Bandleader Doc Scantlin and His Wife's Lifelong Struggle with Autism

She wears a red tulle dress with a tight bustier with sequins that frame her impressive decolletage, a plume of tulle flowing down the back of her legs. A red-feathered headdress shivers upon her blond updo, above a pale face with striking red lipstick. She’s Chou Chou Scantlin, a songstress built like a Barbie doll, crooning “As Time Goes By.” Behind her, Doc Scantlin, her husband, leads his Imperial Palms Orchestra , a 15-piece, 1930s-themed band that has been a fixture in the Washington area for more than 20 years.

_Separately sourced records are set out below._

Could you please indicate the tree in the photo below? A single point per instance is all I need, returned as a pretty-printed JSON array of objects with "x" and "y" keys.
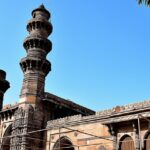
[{"x": 147, "y": 2}]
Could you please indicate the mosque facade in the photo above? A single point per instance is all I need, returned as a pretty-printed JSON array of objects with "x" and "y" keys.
[{"x": 44, "y": 121}]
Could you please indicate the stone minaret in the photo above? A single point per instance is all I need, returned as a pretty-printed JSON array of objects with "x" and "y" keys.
[
  {"x": 4, "y": 85},
  {"x": 30, "y": 114},
  {"x": 35, "y": 66}
]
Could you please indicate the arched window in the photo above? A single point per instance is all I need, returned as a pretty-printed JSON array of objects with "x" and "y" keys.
[
  {"x": 6, "y": 140},
  {"x": 147, "y": 141},
  {"x": 126, "y": 143},
  {"x": 63, "y": 144}
]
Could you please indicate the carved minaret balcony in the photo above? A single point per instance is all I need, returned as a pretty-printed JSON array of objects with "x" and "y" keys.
[
  {"x": 4, "y": 85},
  {"x": 35, "y": 66}
]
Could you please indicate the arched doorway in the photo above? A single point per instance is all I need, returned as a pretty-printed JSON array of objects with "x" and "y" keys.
[
  {"x": 6, "y": 140},
  {"x": 126, "y": 143},
  {"x": 147, "y": 141},
  {"x": 63, "y": 144}
]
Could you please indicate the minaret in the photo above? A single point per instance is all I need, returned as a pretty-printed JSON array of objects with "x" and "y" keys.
[
  {"x": 35, "y": 66},
  {"x": 4, "y": 85}
]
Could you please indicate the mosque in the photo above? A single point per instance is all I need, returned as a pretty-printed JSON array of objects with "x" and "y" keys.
[{"x": 44, "y": 121}]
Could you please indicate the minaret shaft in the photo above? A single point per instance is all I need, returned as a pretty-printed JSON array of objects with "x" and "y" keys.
[{"x": 35, "y": 66}]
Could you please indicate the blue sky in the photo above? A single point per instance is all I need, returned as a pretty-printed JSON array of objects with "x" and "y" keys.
[{"x": 101, "y": 50}]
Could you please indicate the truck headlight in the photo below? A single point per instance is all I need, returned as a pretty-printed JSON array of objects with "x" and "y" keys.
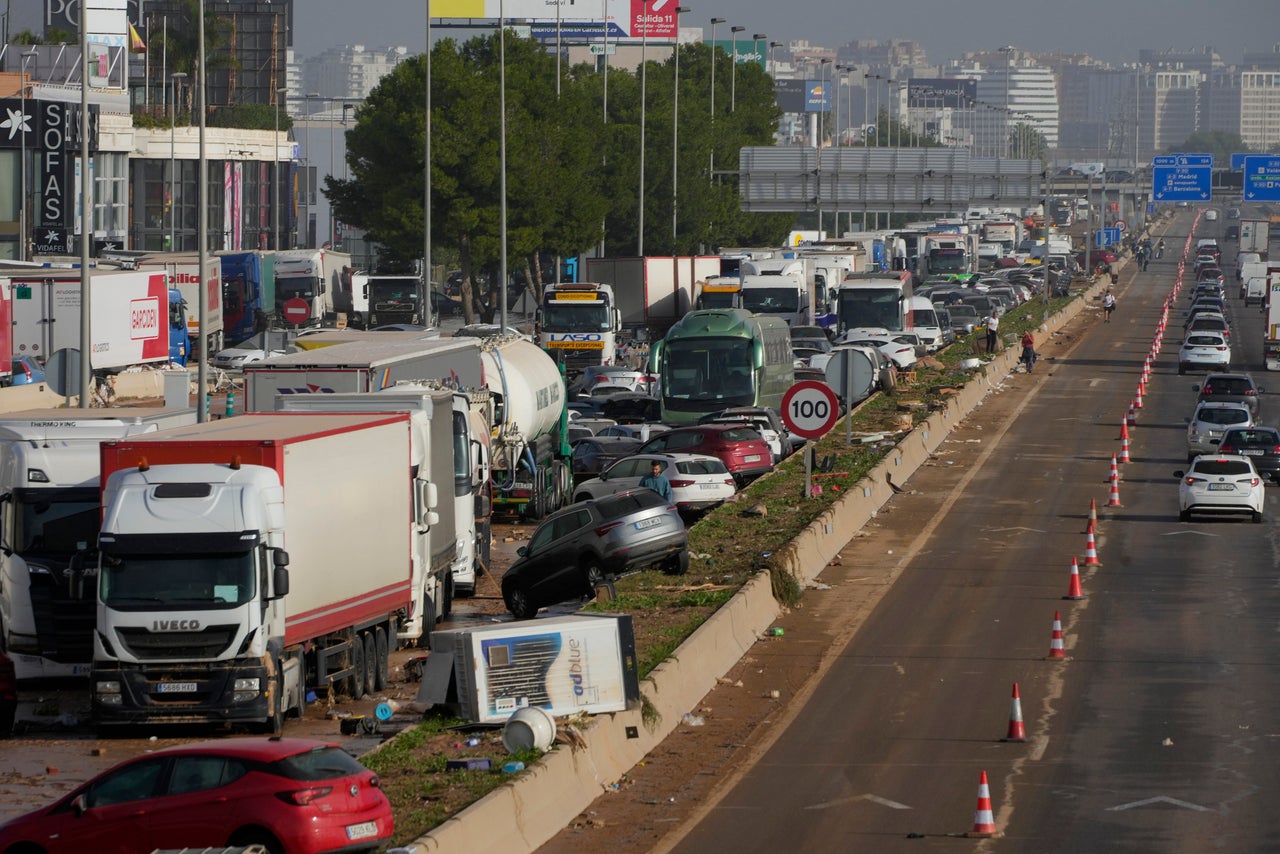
[{"x": 108, "y": 693}]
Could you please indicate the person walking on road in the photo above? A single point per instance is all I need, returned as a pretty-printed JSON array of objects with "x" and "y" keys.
[
  {"x": 1028, "y": 356},
  {"x": 992, "y": 330},
  {"x": 657, "y": 480}
]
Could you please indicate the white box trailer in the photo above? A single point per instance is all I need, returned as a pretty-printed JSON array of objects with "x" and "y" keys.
[
  {"x": 364, "y": 365},
  {"x": 246, "y": 560}
]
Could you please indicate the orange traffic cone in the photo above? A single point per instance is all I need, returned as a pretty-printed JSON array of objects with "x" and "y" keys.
[
  {"x": 1091, "y": 551},
  {"x": 983, "y": 820},
  {"x": 1074, "y": 592},
  {"x": 1016, "y": 729},
  {"x": 1056, "y": 648}
]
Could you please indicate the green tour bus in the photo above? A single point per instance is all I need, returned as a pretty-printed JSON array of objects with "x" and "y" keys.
[{"x": 721, "y": 357}]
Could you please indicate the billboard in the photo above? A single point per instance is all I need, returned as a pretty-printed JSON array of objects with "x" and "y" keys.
[
  {"x": 937, "y": 92},
  {"x": 625, "y": 18}
]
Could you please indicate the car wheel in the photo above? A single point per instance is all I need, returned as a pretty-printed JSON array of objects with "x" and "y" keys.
[
  {"x": 519, "y": 602},
  {"x": 593, "y": 575},
  {"x": 677, "y": 563}
]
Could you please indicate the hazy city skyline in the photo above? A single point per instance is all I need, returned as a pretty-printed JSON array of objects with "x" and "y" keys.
[{"x": 1109, "y": 31}]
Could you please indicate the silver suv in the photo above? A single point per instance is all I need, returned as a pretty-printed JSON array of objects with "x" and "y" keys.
[{"x": 590, "y": 543}]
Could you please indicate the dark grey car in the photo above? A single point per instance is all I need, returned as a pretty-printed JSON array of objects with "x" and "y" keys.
[
  {"x": 1232, "y": 388},
  {"x": 590, "y": 543}
]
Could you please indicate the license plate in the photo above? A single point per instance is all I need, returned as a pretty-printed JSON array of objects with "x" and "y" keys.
[
  {"x": 362, "y": 830},
  {"x": 176, "y": 688}
]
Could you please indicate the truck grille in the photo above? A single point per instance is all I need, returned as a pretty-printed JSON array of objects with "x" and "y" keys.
[
  {"x": 210, "y": 642},
  {"x": 64, "y": 626}
]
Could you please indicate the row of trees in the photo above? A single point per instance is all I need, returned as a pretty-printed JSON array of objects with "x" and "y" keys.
[{"x": 572, "y": 158}]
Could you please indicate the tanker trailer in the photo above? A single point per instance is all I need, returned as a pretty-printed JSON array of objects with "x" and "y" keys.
[{"x": 525, "y": 402}]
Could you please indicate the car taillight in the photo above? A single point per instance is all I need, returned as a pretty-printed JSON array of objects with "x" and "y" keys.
[{"x": 304, "y": 797}]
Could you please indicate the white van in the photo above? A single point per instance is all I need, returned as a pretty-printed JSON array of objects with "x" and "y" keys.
[
  {"x": 1242, "y": 259},
  {"x": 1256, "y": 290},
  {"x": 924, "y": 322}
]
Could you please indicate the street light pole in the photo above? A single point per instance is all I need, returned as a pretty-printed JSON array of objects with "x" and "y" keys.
[
  {"x": 22, "y": 160},
  {"x": 275, "y": 174},
  {"x": 173, "y": 199},
  {"x": 675, "y": 137},
  {"x": 732, "y": 85}
]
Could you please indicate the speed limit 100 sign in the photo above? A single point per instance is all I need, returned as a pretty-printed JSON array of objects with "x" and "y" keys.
[{"x": 809, "y": 409}]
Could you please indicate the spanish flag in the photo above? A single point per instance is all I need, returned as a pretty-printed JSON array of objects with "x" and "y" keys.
[{"x": 136, "y": 44}]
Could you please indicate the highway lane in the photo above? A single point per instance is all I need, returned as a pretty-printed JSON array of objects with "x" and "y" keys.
[{"x": 1157, "y": 735}]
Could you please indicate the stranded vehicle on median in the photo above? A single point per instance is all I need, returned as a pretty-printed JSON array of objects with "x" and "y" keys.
[{"x": 593, "y": 542}]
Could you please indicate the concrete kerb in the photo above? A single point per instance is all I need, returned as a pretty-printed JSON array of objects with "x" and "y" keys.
[{"x": 529, "y": 811}]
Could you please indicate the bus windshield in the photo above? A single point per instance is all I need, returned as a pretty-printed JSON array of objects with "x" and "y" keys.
[{"x": 705, "y": 369}]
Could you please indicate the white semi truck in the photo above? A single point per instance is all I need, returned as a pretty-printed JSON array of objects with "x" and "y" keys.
[
  {"x": 49, "y": 519},
  {"x": 247, "y": 560},
  {"x": 453, "y": 448}
]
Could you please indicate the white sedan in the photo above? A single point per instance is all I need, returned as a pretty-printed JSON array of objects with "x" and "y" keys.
[
  {"x": 698, "y": 482},
  {"x": 1220, "y": 483}
]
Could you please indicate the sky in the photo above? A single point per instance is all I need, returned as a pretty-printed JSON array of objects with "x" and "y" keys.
[{"x": 1111, "y": 31}]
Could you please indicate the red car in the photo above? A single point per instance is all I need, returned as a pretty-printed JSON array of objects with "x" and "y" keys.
[
  {"x": 284, "y": 794},
  {"x": 741, "y": 448}
]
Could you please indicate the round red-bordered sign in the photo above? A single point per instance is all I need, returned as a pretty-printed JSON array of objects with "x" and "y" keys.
[
  {"x": 296, "y": 310},
  {"x": 810, "y": 409}
]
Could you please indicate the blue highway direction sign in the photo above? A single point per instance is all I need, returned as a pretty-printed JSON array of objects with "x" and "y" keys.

Tonight their audience is members of the Scottish Rite Freemasons, a mostly over-50 group slowly filling the massive Washington Hilton ballroom. As the tempo picks up, couples self-consciously take to the edges of the dance floor, while Doc — dapper with a pencil mustache and white tails and spats — tells corny jokes and sings standards such as “Night and Day” and “Minnie the Moocher.” Chou Chou (pronounced “shoo-shoo”), 58, flirts with the men in the audience, rubbing one man’s bald head and exclaiming, to his tablemates’ delight, “More skin to kiss!” When Doc starts playing “Paper Moon,” she pulls two men in suits onstage and says, “This is Lou and Bill! They’re going to blow bubbles for me!”
In truth, there’s little separation between the two personas onstage or off. Stop in at their bayside Calvert County home unannounced, and you’ll find Doc, who’s 65, in a bow tie, pressed pants and shirt. It’s how he has dressed his whole adult life.
With a perfect figure, Chou Chou looks years younger than her age, a youthfulness exaggerated by a breathy, sweet-as-pie voice that always sounds as if it’s on the verge of a giggle. But her disposition is particularly striking, considering the tragedy she has dealt with and her lifelong struggle with autism.